I feel mom guilt for so many things. My top three are her love for fast food chicken nuggets, the cleanliness of my home, and lastly for dropping her off at daycare when I’m off.
It’s kind of sad, my daughter sees the chick fila sign and just starts getting super excited wanting chicken. She usually starts yelling “ni” which is the only way she can say chicken. I have felt awful for her even knowing that the sign means chicken. However, I have been through some dark months lately. We are eating out more than we ever really should have but at least we ate. At least she was fed and happy. That’s one lesson I learned from this time is to cut yourself some slack. Your child does not need a perfect mother, only a happy one.
It’s okay to need a break
I’ve been struggling with this one but we need a day off too. You need some time for just you. To collect your thoughts, shop, clean, read, or whatever makes you happy. Need ideas? Check out my post on self care.
Take a few hours, do a Mother’s Day out program or ask a family member. I’ve stated this in several other posts but your sanity is just as important as keeping that babe happy and healthy.
Mom guilt is a nasty little inside voice we need to squash. It takes time and lots of positive reassurance.
The other day I felt the worst mom guilt. I had maybe three hours of sleep and I was dead to the world tired. I was barely staying awake and laying on the floor. My poor toddler wanted me to do everything with her. I felt awful, so I got her ready for daycare two hours early and dropped her off. I felt so guilty even though I needed a nap in order to work 8 hours. Why do we have this guilt? Why do we think we are not allowed to rest and have us time?
Don’t worry about the small stuff
Don’t worry if your child is on or formula or ate something unhealthy. Rejoice that your baby is fed. Rejoice that you can make that baby smile like no one else can.
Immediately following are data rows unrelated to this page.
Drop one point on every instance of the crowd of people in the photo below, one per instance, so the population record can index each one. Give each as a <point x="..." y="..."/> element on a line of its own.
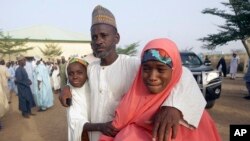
<point x="119" y="97"/>
<point x="33" y="80"/>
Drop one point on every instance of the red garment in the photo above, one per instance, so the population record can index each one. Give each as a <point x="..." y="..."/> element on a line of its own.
<point x="139" y="106"/>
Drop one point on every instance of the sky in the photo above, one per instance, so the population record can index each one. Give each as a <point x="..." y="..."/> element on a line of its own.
<point x="137" y="20"/>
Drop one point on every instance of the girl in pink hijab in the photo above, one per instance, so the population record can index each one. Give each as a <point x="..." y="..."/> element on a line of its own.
<point x="160" y="70"/>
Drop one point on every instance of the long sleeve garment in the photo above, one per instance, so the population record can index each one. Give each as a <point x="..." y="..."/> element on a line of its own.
<point x="79" y="112"/>
<point x="26" y="101"/>
<point x="108" y="84"/>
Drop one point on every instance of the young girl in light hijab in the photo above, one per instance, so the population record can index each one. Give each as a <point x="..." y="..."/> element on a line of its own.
<point x="78" y="112"/>
<point x="160" y="71"/>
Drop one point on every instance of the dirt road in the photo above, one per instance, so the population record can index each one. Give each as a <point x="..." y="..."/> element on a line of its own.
<point x="231" y="108"/>
<point x="44" y="126"/>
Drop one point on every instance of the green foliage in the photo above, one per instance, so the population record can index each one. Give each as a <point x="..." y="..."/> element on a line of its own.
<point x="51" y="50"/>
<point x="237" y="26"/>
<point x="9" y="46"/>
<point x="130" y="49"/>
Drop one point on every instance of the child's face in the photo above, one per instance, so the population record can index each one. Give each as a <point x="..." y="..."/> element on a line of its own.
<point x="77" y="74"/>
<point x="156" y="76"/>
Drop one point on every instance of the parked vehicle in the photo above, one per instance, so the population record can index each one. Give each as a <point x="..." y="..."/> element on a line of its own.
<point x="207" y="78"/>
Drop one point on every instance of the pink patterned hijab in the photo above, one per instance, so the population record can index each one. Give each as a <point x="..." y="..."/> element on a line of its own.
<point x="138" y="106"/>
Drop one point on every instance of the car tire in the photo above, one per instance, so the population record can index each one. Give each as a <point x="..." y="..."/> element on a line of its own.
<point x="210" y="104"/>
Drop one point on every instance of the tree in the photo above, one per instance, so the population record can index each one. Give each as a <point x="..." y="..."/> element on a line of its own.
<point x="129" y="49"/>
<point x="237" y="26"/>
<point x="51" y="50"/>
<point x="9" y="46"/>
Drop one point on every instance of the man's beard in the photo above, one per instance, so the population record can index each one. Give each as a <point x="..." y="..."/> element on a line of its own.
<point x="103" y="54"/>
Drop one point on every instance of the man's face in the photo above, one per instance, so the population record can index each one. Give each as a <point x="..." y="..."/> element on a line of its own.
<point x="104" y="40"/>
<point x="22" y="62"/>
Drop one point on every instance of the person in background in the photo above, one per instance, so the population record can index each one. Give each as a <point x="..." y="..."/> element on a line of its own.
<point x="247" y="80"/>
<point x="45" y="98"/>
<point x="111" y="77"/>
<point x="4" y="76"/>
<point x="234" y="65"/>
<point x="30" y="67"/>
<point x="56" y="78"/>
<point x="4" y="105"/>
<point x="62" y="67"/>
<point x="222" y="66"/>
<point x="207" y="61"/>
<point x="11" y="80"/>
<point x="25" y="97"/>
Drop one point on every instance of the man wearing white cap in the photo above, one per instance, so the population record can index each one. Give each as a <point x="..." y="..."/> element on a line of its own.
<point x="111" y="77"/>
<point x="43" y="87"/>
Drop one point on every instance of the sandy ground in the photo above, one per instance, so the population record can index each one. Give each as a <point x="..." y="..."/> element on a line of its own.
<point x="50" y="125"/>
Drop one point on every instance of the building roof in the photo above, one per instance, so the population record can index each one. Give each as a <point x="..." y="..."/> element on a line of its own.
<point x="47" y="33"/>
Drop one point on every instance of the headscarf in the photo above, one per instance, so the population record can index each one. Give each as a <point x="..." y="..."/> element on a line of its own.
<point x="138" y="106"/>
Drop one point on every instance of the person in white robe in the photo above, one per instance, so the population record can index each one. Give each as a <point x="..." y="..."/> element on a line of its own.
<point x="234" y="65"/>
<point x="4" y="105"/>
<point x="45" y="97"/>
<point x="56" y="81"/>
<point x="79" y="112"/>
<point x="29" y="67"/>
<point x="111" y="77"/>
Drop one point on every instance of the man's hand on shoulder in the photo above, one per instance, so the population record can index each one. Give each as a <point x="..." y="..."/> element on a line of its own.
<point x="108" y="129"/>
<point x="166" y="123"/>
<point x="65" y="93"/>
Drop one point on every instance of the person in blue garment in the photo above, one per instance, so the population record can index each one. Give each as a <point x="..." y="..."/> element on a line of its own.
<point x="25" y="97"/>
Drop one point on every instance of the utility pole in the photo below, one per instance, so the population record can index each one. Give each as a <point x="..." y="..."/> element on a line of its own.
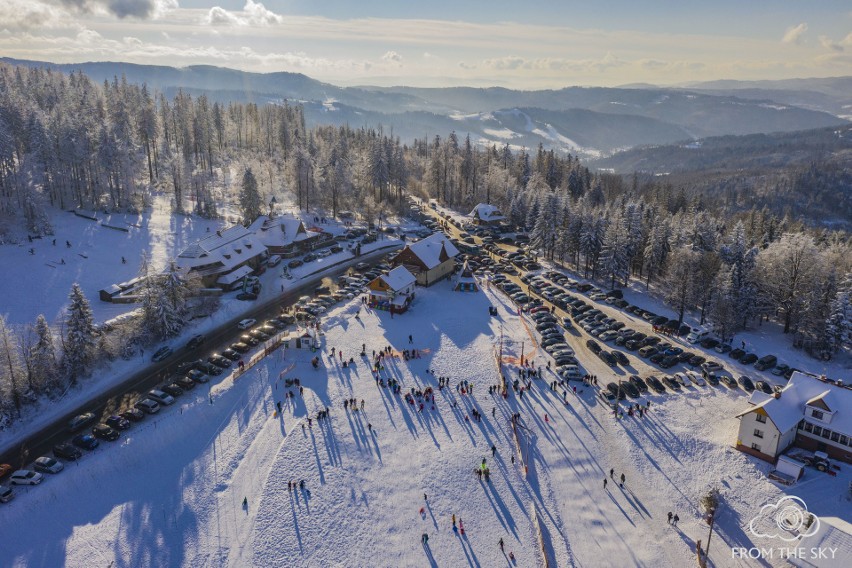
<point x="712" y="519"/>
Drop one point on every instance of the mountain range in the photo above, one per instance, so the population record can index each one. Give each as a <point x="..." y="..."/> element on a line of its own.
<point x="586" y="121"/>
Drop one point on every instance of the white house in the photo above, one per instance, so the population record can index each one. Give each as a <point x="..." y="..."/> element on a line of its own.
<point x="484" y="214"/>
<point x="216" y="257"/>
<point x="834" y="534"/>
<point x="810" y="412"/>
<point x="393" y="291"/>
<point x="430" y="259"/>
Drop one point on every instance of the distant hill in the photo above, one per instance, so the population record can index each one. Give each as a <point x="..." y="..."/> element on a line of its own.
<point x="730" y="153"/>
<point x="587" y="121"/>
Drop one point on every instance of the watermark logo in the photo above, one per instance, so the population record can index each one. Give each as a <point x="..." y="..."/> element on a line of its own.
<point x="788" y="520"/>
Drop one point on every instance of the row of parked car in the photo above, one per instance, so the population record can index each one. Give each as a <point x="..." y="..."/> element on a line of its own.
<point x="651" y="347"/>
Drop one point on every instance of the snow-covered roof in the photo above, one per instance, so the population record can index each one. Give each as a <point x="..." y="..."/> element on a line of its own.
<point x="278" y="231"/>
<point x="833" y="534"/>
<point x="231" y="277"/>
<point x="428" y="250"/>
<point x="789" y="408"/>
<point x="487" y="212"/>
<point x="230" y="247"/>
<point x="398" y="278"/>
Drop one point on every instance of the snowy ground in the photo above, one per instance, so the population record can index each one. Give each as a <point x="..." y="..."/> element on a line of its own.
<point x="171" y="491"/>
<point x="40" y="283"/>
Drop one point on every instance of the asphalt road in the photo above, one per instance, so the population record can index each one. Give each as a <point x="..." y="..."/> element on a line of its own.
<point x="122" y="395"/>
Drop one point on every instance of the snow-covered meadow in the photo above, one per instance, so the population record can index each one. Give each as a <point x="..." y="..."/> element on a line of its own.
<point x="171" y="491"/>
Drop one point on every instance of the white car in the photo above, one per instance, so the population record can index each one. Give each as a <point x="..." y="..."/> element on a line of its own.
<point x="681" y="378"/>
<point x="608" y="335"/>
<point x="696" y="378"/>
<point x="48" y="465"/>
<point x="570" y="372"/>
<point x="160" y="397"/>
<point x="26" y="477"/>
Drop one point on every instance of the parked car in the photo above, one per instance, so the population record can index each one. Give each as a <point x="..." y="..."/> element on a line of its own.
<point x="80" y="421"/>
<point x="748" y="359"/>
<point x="117" y="422"/>
<point x="148" y="405"/>
<point x="655" y="384"/>
<point x="85" y="441"/>
<point x="133" y="415"/>
<point x="219" y="361"/>
<point x="696" y="379"/>
<point x="197" y="376"/>
<point x="780" y="370"/>
<point x="104" y="432"/>
<point x="26" y="477"/>
<point x="765" y="362"/>
<point x="195" y="341"/>
<point x="620" y="357"/>
<point x="746" y="383"/>
<point x="231" y="354"/>
<point x="607" y="358"/>
<point x="729" y="381"/>
<point x="160" y="397"/>
<point x="736" y="354"/>
<point x="66" y="451"/>
<point x="172" y="389"/>
<point x="162" y="354"/>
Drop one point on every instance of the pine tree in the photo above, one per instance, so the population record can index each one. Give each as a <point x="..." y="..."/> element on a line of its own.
<point x="838" y="326"/>
<point x="251" y="204"/>
<point x="12" y="374"/>
<point x="42" y="358"/>
<point x="79" y="345"/>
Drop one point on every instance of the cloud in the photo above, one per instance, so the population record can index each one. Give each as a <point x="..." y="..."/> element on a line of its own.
<point x="140" y="9"/>
<point x="514" y="62"/>
<point x="786" y="520"/>
<point x="392" y="57"/>
<point x="794" y="34"/>
<point x="828" y="43"/>
<point x="253" y="14"/>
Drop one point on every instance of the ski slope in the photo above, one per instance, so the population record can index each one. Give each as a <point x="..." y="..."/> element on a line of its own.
<point x="170" y="492"/>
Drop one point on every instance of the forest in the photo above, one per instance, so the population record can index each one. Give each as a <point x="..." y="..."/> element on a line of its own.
<point x="67" y="142"/>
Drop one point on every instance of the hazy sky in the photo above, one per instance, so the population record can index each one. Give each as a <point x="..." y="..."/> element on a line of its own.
<point x="527" y="45"/>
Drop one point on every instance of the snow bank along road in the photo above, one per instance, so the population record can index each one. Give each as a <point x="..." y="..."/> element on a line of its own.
<point x="127" y="391"/>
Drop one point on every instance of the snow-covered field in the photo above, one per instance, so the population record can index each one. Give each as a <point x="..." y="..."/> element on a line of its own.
<point x="170" y="492"/>
<point x="40" y="283"/>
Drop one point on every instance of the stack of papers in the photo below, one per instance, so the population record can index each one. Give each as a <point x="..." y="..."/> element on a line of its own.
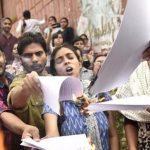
<point x="73" y="142"/>
<point x="131" y="103"/>
<point x="126" y="53"/>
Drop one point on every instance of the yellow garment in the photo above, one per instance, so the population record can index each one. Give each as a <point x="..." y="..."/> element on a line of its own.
<point x="138" y="84"/>
<point x="31" y="113"/>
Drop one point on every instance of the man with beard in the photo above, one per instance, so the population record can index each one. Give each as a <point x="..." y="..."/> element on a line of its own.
<point x="7" y="40"/>
<point x="7" y="118"/>
<point x="25" y="96"/>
Don’t worry if your child is doing what other kids their age are doing. Your child is unique and will do everything when they are meant to and ready. Instead, be more present with your child. Play with them and let them be kids! Just the other day my daughter wore slippers to the store! Let them make messes and relax.
How To Overcome The Guilt
This is simple, I’m not saying ignore all your responsibilities. However, I am telling you to cut yourself a little slack. If you are tired, take a nap when they nap. If you need to relax, do something just for you. Tell yourself you need this break and whatever is bothering you can wait an hour. Self care is vital for mothers and mom guilt stops us from believing we are allowed to take this time for ourselves. There is always something that needs to be done. There is dishes,laundry, lunch prep, homework, and so much more. If we keep putting all of those things in front of our own self care, we run ourselves ragged. Show yourself some grace and take care of you mama, you deserve it.
Enjoy them being little and leave the mom guilt in the trash where it belongs!
I was a little thrown by the title of this post, but agree with everything you said. I also struggle with taking time for myself and feel guilty everyday for not spending more quality time with my kids, but someone has to cook, do dishes and help with homework. This is a good reminder for moms to give ourselves grace.
I struggled with the title but I’ve adjusted it!:) thank you! It’s hard to balance the chores and quality time for kids as well as ourselves for sure!